Evaluating Fundamentals

Given the funds’ dominance of the oil market, the report observes, market participants need to revise the way they evaluate fundamentals in their assessment of pricing trends: “The first step consists of recognizing that stocks are low and will remain so. Since the beginning of 2002 stocks in the Atlantic Basin (the US and Europe) have fallen by 130mn barrels, which is equivalent to nearly six days’ demand. What appeared initially to be the temporary result of OPEC’s hyper-restrictive supply policy now seems to be a permanent condition. As a consequence, the oil industry has learned to function with just-in-time stocks at the price of extremely high freight rates and increased volatility – both largely compensated by extremely remunerative price levels and refining margins. Clearly, estimates of the stock levels at which the market is at equilibrium need to be revised down.”

 

The second step in adjusting to the funds’ dominance, which follows from the first, would be to estimate what the market now consider to be an appropriate equilibrium level for the new, lower stocks level. Based on a comparison of similar periods of high prompt crude prices since 2000, the report concludes that the outlook for prices is stronger because of fund actions: “Today, $28/B for WTI is perceived as an objective long-term value.
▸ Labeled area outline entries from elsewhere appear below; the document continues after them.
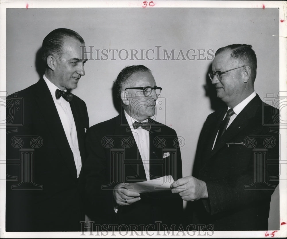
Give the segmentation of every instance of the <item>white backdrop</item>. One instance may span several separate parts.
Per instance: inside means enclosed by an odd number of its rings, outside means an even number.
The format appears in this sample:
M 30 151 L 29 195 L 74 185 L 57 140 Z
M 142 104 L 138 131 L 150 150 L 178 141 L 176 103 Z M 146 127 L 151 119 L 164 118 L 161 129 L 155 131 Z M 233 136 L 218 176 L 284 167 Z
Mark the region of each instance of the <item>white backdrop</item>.
M 88 54 L 90 60 L 85 65 L 86 75 L 73 91 L 85 102 L 90 126 L 118 114 L 111 88 L 120 71 L 127 66 L 144 65 L 163 88 L 156 120 L 174 129 L 185 140 L 181 148 L 183 176 L 191 173 L 200 131 L 214 111 L 203 86 L 217 49 L 234 43 L 252 45 L 257 56 L 256 92 L 262 99 L 267 93 L 277 95 L 279 91 L 279 40 L 275 36 L 279 35 L 280 19 L 276 8 L 24 7 L 8 9 L 7 14 L 8 94 L 38 80 L 36 54 L 47 34 L 60 27 L 73 29 L 82 36 L 86 46 L 93 47 L 92 55 Z M 121 59 L 125 58 L 123 50 L 119 56 L 115 52 L 115 60 L 111 60 L 111 52 L 107 59 L 100 60 L 101 56 L 106 58 L 101 54 L 104 49 L 126 50 L 129 58 Z M 133 49 L 138 51 L 140 59 L 142 49 L 144 60 L 130 60 Z M 148 49 L 154 51 L 150 50 L 147 55 L 154 57 L 153 60 L 145 55 Z M 178 60 L 168 60 L 166 56 L 163 60 L 163 49 L 169 54 L 174 49 L 175 59 L 181 50 L 185 60 L 180 56 Z M 194 60 L 185 57 L 189 49 L 194 50 L 189 55 Z M 100 60 L 91 59 L 97 56 Z M 278 191 L 272 200 L 269 229 L 278 230 Z

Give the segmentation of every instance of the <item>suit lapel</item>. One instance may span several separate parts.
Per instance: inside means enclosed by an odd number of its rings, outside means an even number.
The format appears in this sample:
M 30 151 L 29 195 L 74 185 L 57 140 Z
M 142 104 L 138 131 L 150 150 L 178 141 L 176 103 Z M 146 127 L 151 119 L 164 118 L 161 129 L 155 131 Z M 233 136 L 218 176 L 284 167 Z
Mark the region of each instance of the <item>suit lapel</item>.
M 80 127 L 80 125 L 79 123 L 80 120 L 79 118 L 79 113 L 80 112 L 80 109 L 79 108 L 79 106 L 77 104 L 77 102 L 75 102 L 76 99 L 75 98 L 75 97 L 74 97 L 74 98 L 73 100 L 70 102 L 70 106 L 71 106 L 73 118 L 74 118 L 74 121 L 76 126 L 79 149 L 80 151 L 82 162 L 82 163 L 83 163 L 85 159 L 85 155 L 84 153 L 85 145 L 84 141 L 82 140 L 82 139 L 84 138 L 84 131 L 83 130 L 82 128 L 81 129 Z
M 155 142 L 156 139 L 163 141 L 167 140 L 166 137 L 157 138 L 158 136 L 162 135 L 161 128 L 160 125 L 157 125 L 156 122 L 150 118 L 148 119 L 149 124 L 151 125 L 150 130 L 150 179 L 156 178 L 164 176 L 163 175 L 164 172 L 163 167 L 163 160 L 162 147 L 160 143 Z M 165 142 L 166 144 L 166 142 Z M 158 146 L 159 147 L 157 147 Z
M 140 179 L 141 181 L 146 180 L 141 157 L 123 110 L 121 112 L 116 121 L 115 129 L 115 135 L 119 136 L 119 141 L 117 144 L 118 147 L 123 148 L 121 141 L 125 137 L 127 137 L 128 140 L 132 141 L 131 147 L 124 147 L 124 170 L 127 171 L 129 168 L 131 169 L 134 171 L 133 175 L 136 175 L 134 177 L 135 179 Z M 127 175 L 126 173 L 124 175 L 125 180 L 126 180 Z
M 40 111 L 72 176 L 76 179 L 77 170 L 73 153 L 51 93 L 42 78 L 38 81 L 36 85 L 37 89 L 35 92 L 36 101 Z M 45 127 L 43 124 L 43 127 Z

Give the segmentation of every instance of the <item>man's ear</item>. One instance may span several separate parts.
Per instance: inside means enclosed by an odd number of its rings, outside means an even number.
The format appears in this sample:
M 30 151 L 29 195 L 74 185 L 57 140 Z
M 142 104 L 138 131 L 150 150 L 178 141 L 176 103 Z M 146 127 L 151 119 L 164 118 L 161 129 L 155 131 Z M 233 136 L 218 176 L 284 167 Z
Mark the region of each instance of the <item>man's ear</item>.
M 251 69 L 248 66 L 243 68 L 243 70 L 242 71 L 243 82 L 246 83 L 248 81 L 251 76 Z
M 49 56 L 47 58 L 47 65 L 52 70 L 55 70 L 57 65 L 57 60 L 53 56 Z
M 121 93 L 121 98 L 123 103 L 126 106 L 129 105 L 130 104 L 129 93 L 125 91 L 123 91 Z

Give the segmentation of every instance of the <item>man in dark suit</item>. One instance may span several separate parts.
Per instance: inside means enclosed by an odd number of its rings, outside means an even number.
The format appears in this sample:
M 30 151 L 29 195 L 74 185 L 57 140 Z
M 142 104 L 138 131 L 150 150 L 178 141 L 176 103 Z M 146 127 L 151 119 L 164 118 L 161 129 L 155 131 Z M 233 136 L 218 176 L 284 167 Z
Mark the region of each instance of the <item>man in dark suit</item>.
M 43 42 L 43 77 L 7 99 L 7 106 L 17 106 L 7 107 L 7 231 L 81 230 L 89 119 L 85 102 L 69 91 L 85 74 L 84 44 L 72 30 L 50 32 Z
M 257 67 L 251 45 L 230 45 L 216 53 L 209 76 L 228 108 L 207 117 L 193 176 L 171 186 L 183 200 L 194 201 L 188 205 L 193 224 L 216 230 L 268 230 L 279 181 L 279 114 L 254 91 Z
M 87 132 L 87 214 L 110 230 L 174 230 L 181 219 L 180 197 L 168 190 L 140 194 L 125 184 L 165 175 L 175 180 L 182 177 L 175 131 L 150 118 L 161 88 L 144 66 L 124 68 L 115 85 L 122 104 L 119 115 Z

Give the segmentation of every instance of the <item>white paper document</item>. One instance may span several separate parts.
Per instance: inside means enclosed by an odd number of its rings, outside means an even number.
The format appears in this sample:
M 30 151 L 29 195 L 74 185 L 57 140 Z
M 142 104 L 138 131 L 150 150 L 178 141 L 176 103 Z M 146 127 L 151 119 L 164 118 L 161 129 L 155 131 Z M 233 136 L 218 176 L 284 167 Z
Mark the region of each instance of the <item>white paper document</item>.
M 158 192 L 170 190 L 170 184 L 174 181 L 171 175 L 166 175 L 144 182 L 126 183 L 126 188 L 137 192 Z

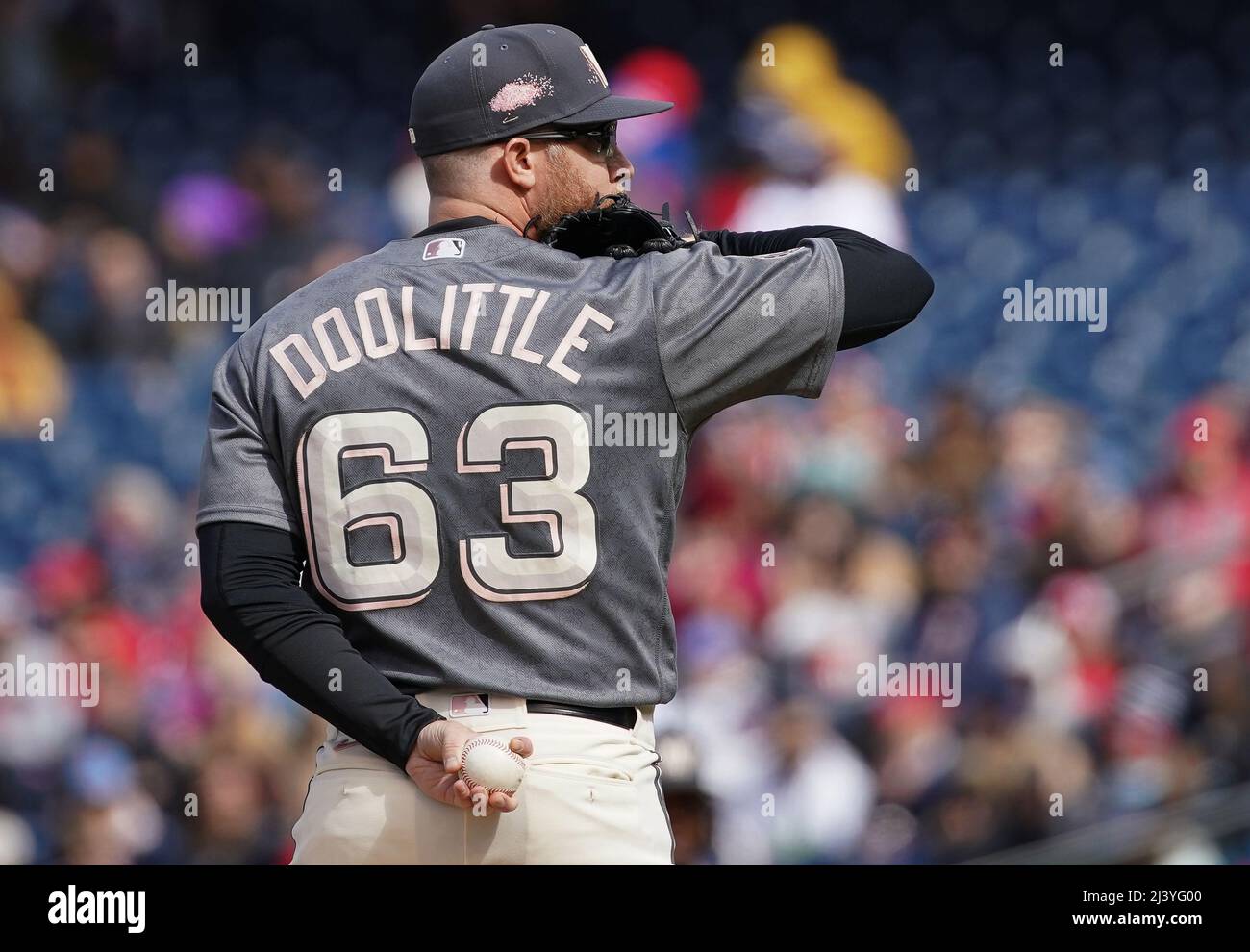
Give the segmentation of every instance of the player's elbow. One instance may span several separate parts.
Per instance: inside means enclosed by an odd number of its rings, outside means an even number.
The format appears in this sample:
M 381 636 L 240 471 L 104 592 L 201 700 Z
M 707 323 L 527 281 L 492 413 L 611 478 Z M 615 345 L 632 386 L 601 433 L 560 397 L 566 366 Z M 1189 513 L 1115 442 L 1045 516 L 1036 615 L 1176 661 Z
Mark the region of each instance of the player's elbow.
M 934 279 L 924 266 L 904 251 L 895 252 L 899 272 L 899 319 L 900 324 L 911 324 L 934 296 Z

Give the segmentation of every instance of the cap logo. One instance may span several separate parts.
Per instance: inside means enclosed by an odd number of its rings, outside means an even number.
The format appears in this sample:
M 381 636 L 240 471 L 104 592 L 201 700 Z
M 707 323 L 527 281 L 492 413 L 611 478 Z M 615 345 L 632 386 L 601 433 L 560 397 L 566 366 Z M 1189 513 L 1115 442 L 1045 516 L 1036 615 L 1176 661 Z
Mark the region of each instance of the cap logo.
M 434 241 L 426 241 L 425 251 L 421 252 L 422 261 L 429 261 L 435 257 L 464 257 L 464 256 L 465 256 L 464 239 L 435 239 Z
M 590 51 L 590 46 L 582 44 L 578 49 L 581 50 L 581 55 L 585 57 L 586 65 L 590 66 L 590 81 L 599 82 L 604 89 L 608 89 L 608 74 L 605 74 L 602 66 L 599 65 L 599 60 L 596 60 L 595 54 Z
M 526 72 L 499 87 L 490 100 L 492 112 L 515 112 L 551 95 L 551 77 Z

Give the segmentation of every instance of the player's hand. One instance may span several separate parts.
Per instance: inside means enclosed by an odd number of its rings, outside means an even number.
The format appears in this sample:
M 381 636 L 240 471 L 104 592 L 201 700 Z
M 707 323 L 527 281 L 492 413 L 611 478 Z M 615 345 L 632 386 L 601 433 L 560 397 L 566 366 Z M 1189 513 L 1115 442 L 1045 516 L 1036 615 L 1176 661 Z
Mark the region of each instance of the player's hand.
M 501 813 L 516 810 L 516 795 L 488 793 L 484 787 L 460 780 L 460 752 L 465 743 L 476 737 L 476 732 L 454 721 L 435 721 L 421 728 L 416 746 L 409 755 L 405 770 L 412 782 L 428 797 L 440 803 L 469 810 L 479 797 L 488 797 L 488 812 L 498 810 Z M 534 753 L 534 743 L 529 737 L 514 737 L 509 747 L 522 757 Z

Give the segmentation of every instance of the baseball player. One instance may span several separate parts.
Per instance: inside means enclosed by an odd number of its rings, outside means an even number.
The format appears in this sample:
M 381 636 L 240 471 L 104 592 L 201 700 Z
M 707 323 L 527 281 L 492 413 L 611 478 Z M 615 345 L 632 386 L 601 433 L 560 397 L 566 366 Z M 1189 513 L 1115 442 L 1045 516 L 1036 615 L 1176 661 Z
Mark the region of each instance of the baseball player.
M 296 291 L 216 369 L 204 611 L 329 723 L 296 863 L 671 862 L 652 712 L 678 686 L 691 435 L 819 396 L 834 352 L 932 282 L 832 226 L 631 239 L 602 201 L 635 171 L 616 124 L 670 106 L 611 95 L 560 26 L 481 27 L 412 95 L 430 226 Z M 570 221 L 609 237 L 548 244 Z M 671 422 L 675 451 L 601 439 L 611 415 Z M 482 733 L 525 758 L 515 792 L 459 776 Z

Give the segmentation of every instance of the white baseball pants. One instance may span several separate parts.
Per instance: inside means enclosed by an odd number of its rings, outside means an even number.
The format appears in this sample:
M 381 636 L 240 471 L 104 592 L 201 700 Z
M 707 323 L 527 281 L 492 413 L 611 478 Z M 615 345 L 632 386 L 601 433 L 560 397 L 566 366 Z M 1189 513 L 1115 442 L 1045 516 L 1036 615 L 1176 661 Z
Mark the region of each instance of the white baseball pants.
M 316 756 L 292 863 L 670 865 L 672 833 L 660 792 L 652 707 L 632 730 L 566 715 L 531 713 L 489 696 L 465 713 L 449 691 L 418 700 L 479 733 L 534 742 L 510 813 L 439 803 L 395 765 L 330 728 Z

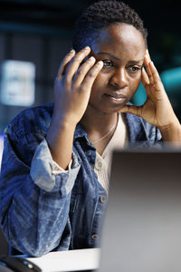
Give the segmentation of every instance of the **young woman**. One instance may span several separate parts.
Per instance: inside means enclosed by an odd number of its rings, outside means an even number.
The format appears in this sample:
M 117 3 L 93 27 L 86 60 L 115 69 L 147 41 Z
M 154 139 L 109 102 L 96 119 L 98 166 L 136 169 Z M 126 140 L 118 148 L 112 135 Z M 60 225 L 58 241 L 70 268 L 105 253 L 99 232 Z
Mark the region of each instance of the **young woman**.
M 181 142 L 135 11 L 93 4 L 76 24 L 73 48 L 54 104 L 26 110 L 5 130 L 1 224 L 9 244 L 29 256 L 100 245 L 114 148 Z M 148 98 L 136 107 L 129 102 L 141 81 Z

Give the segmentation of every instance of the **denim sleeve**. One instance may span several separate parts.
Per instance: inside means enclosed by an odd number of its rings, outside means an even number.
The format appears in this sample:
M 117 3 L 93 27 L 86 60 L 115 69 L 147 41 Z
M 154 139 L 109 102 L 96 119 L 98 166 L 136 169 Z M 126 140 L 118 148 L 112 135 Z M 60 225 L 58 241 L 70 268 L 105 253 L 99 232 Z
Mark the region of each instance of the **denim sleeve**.
M 17 135 L 6 131 L 0 180 L 5 235 L 12 247 L 28 256 L 40 257 L 57 247 L 68 249 L 71 192 L 80 170 L 77 158 L 73 155 L 71 170 L 53 175 L 45 141 L 37 146 L 31 165 L 17 155 L 15 145 L 19 144 L 22 154 L 29 156 L 28 146 L 21 143 Z

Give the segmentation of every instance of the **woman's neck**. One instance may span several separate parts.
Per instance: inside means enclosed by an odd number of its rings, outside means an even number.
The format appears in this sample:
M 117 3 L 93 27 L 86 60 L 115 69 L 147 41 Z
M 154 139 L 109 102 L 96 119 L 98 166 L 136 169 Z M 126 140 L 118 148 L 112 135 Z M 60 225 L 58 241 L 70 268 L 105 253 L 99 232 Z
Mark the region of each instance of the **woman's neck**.
M 116 129 L 117 121 L 117 112 L 102 113 L 89 108 L 81 119 L 81 123 L 92 143 L 99 141 L 105 135 L 102 141 L 104 142 L 110 141 Z

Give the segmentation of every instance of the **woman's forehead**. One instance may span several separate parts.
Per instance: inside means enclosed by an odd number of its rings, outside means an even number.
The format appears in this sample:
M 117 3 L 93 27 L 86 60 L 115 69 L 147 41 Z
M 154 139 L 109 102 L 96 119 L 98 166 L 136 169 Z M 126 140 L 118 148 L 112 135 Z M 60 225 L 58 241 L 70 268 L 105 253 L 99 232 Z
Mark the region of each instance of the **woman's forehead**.
M 91 48 L 95 53 L 107 52 L 118 56 L 131 54 L 140 57 L 145 53 L 146 44 L 142 34 L 134 26 L 119 24 L 102 30 Z

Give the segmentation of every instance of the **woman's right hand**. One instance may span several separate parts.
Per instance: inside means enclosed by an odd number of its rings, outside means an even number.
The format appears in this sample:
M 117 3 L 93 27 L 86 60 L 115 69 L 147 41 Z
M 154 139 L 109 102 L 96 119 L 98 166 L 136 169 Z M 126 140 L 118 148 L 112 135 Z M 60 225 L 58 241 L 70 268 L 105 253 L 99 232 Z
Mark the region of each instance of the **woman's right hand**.
M 85 61 L 90 53 L 89 46 L 78 53 L 71 50 L 62 60 L 55 79 L 53 117 L 73 126 L 84 114 L 92 84 L 103 66 L 101 61 L 95 63 L 94 57 Z

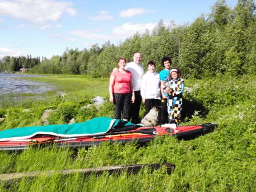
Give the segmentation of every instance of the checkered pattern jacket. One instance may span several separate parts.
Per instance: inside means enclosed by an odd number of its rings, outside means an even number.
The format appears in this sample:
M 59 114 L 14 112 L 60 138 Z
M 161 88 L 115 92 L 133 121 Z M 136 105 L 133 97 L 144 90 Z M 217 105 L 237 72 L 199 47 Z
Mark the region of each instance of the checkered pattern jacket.
M 169 95 L 174 97 L 182 97 L 184 85 L 184 80 L 182 78 L 168 79 L 166 82 L 166 86 L 171 89 L 171 91 Z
Clearly, for WTI, prices may be considered high if they are above $28/B. With a spread of $3/B between WTI and Brent, a spread which has itself increased with just-in-time US stocks, the corresponding equilibrium level for Brent is located, therefore, around $25/B. Integrating these new parameters in our forecasting model, leaving forecasts of supply and demand unchanged, increases our price projections by $2/B. This recalibration applies equally to our long-term forecasts. In consequence, we increase our average forecast for 2004 to $28/B for Brent, and to $25.75/B for 2005.”